Ma dal referendum in poi è stato un crescendo progressivo di semplificazione. Prima il dibattito sull’uso delle tecnologie genetiche, poi il modo battagliero di porsi sull’eutanasia, la sterile polemica antidarwiniana in nome di un creazionismo patetico, poi ancora i Dico e il matrimonio come espressione della famiglia “naturale”, il Foglio si è schierato così nitidamente sulle posizioni delle gerarchie più retrive e potenti del Vaticano da diventare più filopapista dell’Osservatore Romano, e soprattutto da non riuscire più a sorprendermi, a darmi da pensare. Nel numero rosa di questa mattina Ferrara riesce a prendersela pure con l’auletta multireligiosa della Camera. E spiega: “Non era questo che intendevamo quando abbiamo sposato la battaglia per affermare laicamente un ruolo pubblico della fede”. L’incompreso Ferrara si trova costretto a puntualizzare: la saletta multireligiosa no, il cardinal Ruini sì. Bush newborn Christian sì, Ahmaddinejad newborn Muslim no.
Il problema, quando ci si mette su questa china, è che non si capisce in che modo si possa ancora parlare “laicamente”, se poi il ruolo pubblico della fede dovrebbe essere un bene solo se la fede è cristiana e una male se invece è altra, e solo se il luogo di quell’espressione pubblica è l’Occidente e un male se è altrove. Perché questo sembra sostenere il Foglio da qualche settimana: che sarebbe ora che il Cristianesimo riprendesse piede nella politica dei paesi occidentali (soprattutto in Europa, ché in USA se la cava già mica male come lobby politica) mentre sarebbe ora che la fede rientri nell’alveo del privato nel resto del mondo, per togliere spazio al fondamentalismo e a qualunque legittimazione “dall’alto” della violenza.
Ora, riconoscere che la religione stia recuperando, su scala planetaria, un ruolo politico impensabile fino a un paio di decenni fa è sicuramente un segno di intelligenza analitica. Ma prendere automaticamente come un bene questa nuova tracimazione del religioso nel politico (sapendo dalla storia con quanta fatica proprio l’Occidente si è costituito in quanto tale anche provvedendo a porre una rigida distinzione tra i due) è un segno di insipienza storica o di calcolata spregiudicatezza in nome di una parte, nella fattispecie quella religiosa.
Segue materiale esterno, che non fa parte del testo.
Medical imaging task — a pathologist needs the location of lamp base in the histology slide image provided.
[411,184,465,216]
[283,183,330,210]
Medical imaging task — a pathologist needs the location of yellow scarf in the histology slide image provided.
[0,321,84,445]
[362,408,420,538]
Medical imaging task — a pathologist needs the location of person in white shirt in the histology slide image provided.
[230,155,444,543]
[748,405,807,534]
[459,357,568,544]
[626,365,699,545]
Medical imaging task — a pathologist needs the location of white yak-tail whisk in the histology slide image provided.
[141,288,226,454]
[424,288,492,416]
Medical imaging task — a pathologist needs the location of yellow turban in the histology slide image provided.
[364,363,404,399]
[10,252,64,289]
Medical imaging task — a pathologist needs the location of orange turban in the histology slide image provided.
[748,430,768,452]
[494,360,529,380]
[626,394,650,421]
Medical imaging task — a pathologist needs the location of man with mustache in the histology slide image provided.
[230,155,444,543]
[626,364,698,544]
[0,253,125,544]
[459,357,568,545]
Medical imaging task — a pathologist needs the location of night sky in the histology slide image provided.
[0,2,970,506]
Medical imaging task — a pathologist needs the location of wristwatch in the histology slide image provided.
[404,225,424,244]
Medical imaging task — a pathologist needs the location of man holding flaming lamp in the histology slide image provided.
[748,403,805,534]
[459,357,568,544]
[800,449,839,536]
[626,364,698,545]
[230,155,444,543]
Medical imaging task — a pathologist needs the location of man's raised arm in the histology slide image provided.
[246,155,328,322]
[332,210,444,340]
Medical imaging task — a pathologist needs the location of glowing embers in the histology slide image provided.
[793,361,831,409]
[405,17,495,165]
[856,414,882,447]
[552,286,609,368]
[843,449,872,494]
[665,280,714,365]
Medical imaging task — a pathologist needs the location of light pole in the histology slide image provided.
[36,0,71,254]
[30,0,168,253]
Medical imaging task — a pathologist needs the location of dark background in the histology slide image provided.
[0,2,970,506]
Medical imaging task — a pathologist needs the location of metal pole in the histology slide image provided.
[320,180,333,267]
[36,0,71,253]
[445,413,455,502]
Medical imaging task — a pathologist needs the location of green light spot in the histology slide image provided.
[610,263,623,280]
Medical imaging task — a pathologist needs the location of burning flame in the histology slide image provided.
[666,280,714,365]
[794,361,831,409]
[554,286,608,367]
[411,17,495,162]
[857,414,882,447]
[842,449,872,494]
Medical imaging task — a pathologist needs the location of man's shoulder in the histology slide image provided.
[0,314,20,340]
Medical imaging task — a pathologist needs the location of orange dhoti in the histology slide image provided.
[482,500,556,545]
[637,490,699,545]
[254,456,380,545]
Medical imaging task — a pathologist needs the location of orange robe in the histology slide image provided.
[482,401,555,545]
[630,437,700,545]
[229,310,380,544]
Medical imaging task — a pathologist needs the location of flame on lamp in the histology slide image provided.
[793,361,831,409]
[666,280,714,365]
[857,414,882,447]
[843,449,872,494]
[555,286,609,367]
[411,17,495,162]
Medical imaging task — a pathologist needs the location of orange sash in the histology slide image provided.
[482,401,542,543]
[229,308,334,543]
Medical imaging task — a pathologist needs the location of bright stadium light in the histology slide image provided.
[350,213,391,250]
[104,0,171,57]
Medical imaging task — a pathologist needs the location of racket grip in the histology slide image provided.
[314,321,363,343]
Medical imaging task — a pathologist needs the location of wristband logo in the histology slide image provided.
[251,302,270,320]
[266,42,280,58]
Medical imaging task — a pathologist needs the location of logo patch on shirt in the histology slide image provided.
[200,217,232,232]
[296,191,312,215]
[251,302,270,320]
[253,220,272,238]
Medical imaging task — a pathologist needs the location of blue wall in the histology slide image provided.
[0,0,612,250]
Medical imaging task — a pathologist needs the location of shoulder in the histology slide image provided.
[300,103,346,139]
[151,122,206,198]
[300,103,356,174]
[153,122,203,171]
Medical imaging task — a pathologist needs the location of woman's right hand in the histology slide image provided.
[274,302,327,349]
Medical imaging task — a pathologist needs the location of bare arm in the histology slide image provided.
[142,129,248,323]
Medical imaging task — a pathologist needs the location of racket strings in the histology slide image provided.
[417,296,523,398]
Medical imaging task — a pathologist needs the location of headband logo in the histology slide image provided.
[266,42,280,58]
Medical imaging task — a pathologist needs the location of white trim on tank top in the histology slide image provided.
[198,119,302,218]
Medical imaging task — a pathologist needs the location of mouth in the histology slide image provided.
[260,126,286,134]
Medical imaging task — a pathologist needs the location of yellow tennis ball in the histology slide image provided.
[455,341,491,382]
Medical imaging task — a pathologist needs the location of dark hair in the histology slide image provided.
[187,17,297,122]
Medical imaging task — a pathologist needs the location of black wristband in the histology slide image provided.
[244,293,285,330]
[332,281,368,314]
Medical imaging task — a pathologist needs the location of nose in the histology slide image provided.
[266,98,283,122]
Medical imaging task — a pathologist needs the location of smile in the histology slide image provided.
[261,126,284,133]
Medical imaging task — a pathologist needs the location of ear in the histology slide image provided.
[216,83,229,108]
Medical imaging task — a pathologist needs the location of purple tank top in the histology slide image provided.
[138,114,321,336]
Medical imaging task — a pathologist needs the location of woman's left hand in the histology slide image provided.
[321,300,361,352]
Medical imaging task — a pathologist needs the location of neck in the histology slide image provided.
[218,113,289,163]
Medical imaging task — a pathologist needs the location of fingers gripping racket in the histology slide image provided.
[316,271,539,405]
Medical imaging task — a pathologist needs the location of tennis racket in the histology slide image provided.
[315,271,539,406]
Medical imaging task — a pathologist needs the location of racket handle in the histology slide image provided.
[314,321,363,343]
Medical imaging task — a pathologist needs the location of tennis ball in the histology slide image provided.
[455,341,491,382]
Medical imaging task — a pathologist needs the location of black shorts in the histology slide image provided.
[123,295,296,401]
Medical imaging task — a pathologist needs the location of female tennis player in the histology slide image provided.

Che differenza ci sia tra questa posizione espressa “laicamente” e qualunque posizione religiosa con aspirazioni egemoniche non mi è dato di capire. Non riesco cioè a comprendere su quali basi non fideistiche sul Foglio si sostengano contemporaneamente due posizioni antitetiche e inconciliabili per qualunque laico e cioè:
a) l’incompatibilità sostanziale dell’Islam (si badi, di tutto l’Islam, non solo di quello radicale) con l’Occidente per il fatto che l’Islam non è ancora riuscito a porre una chiara distinzione tra sfera della politica e sfera della religione (insomma, manca al mondo islamico una suo illuminismo compiuto) e
b) la necessità per l’Occidente di recuperare il ruolo politico della religione (“il ruolo pubblico della fede”, come dice Ferrara), che equivale a dire che va superata la distinzione illuminista tra sfera politica e sfera religiosa.
E questo dubbio è l’unico che mi rimane, oramai, leggendo il Foglio. Per il resto, si capisce tutto, è tutto chiaro, tutto semplice. Troppo semplice per essere ancora interessante per lettori come me, ormai ex lettori orfani, alla ricerca di altre spiagge dove fare i terzisti.